Rather opinionated, aren't we. Obviously you just see AMD products as lower quality, with anything to back that up as another affirmation (referring to affirmation bias, which we all have to be fair). I'm not here to try to change anyone's mind, but I'm going to bring some data and some thoughts to table.
Intel has been far more impacted by Speculative Execution flaws (Spectre, Meltdown, etc.) than AMD. Here's a nice lil list:
1. Meltdown (CVE-2017-5754)
2. Spectre Variants
Variant 1 (CVE-2017-5753): Bounds check bypass.
Variant 2 (CVE-2017-5715): Branch target injection.
Variant 4 (CVE-2018-3639): Speculative store bypass.
Variant 3a (CVE-2018-3640): Rogue system register read.
Variant 1.1/1.2: More nuanced Spectre-style flaws.
3. Foreshadow (L1TF - CVE-2018-3615, -3620, -3646)
4. ZombieLoad (CVE-2018-12130, etc.)
5. RIDL, Fallout (MDS family)
6. SRBDS / "CrossTalk" (CVE-2020-0543)
7. Snoop-Assisted L1 Data Sampling (CVE-2020-0550)
8. Processor Diagnostic Leak (CVE-2022-21123, etc.)
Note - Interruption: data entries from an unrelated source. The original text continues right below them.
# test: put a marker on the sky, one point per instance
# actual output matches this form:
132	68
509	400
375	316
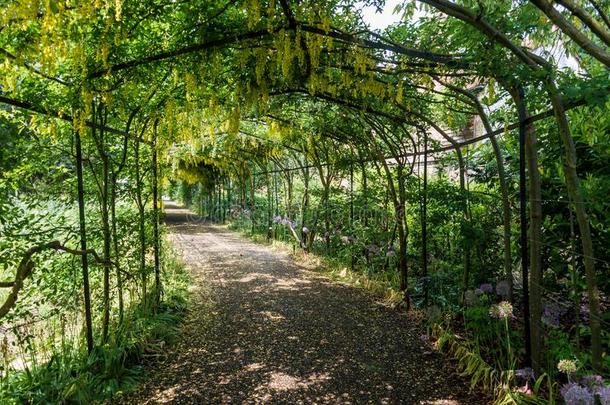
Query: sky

> Collectively known as "MMIO Stale Data" vulnerabilities.
** Now, AMD's list: **
1. Spectre Variants
Variant 1 (CVE-2017-5753): Confirmed.
Variant 2 (CVE-2017-5715): Confirmed.
Variant 4 (CVE-2018-3639): Confirmed.
2. Take A Way (CVE-2020-12965)
Note: AMD doesn't consider this a practical vulnerability
3. Transient Execution of Non-Canonical Accesses
4. Branch Type Confusion (CVE-2022-23825)
Notice that Meltdown isn't on AMD's list. This is due to their use of stronger isolation mechanism. Most of these vulnerabilities are nullified or mitigated by CPU microcode updates, OS updates, or both. Many of these are now mitigated in hardware, requiring no updates and resulting in a much smaller performance hit when mitigations are enabled in firmware and/or the OS.
AMD has confidential cloud computing clients -- these aren't your average Tom, Dick, and Joe. Most don't update their motherboard BIOS/UEFI, so many folks in either camp are theoretically vulnerable to what are fortunately difficult attacks to carry out successfully. Of course, Windows Update now pushes BIOS/UEFI updates when OEM's upload those updates, so it's probably getting better but still only marginally so.
Lastly, the Intel 13th and 14th gen idle voltage killing CPU's debacle kind of blows a whole in your "AMD is buggy" assertion. In case you are unfamiliar with it:
https://www.theregister.com/2024/11/06/intel_sued_over_raptor_lake_chips/
All tech devices are buggy sometimes. Just realize bugs are most common in software code, not hardware.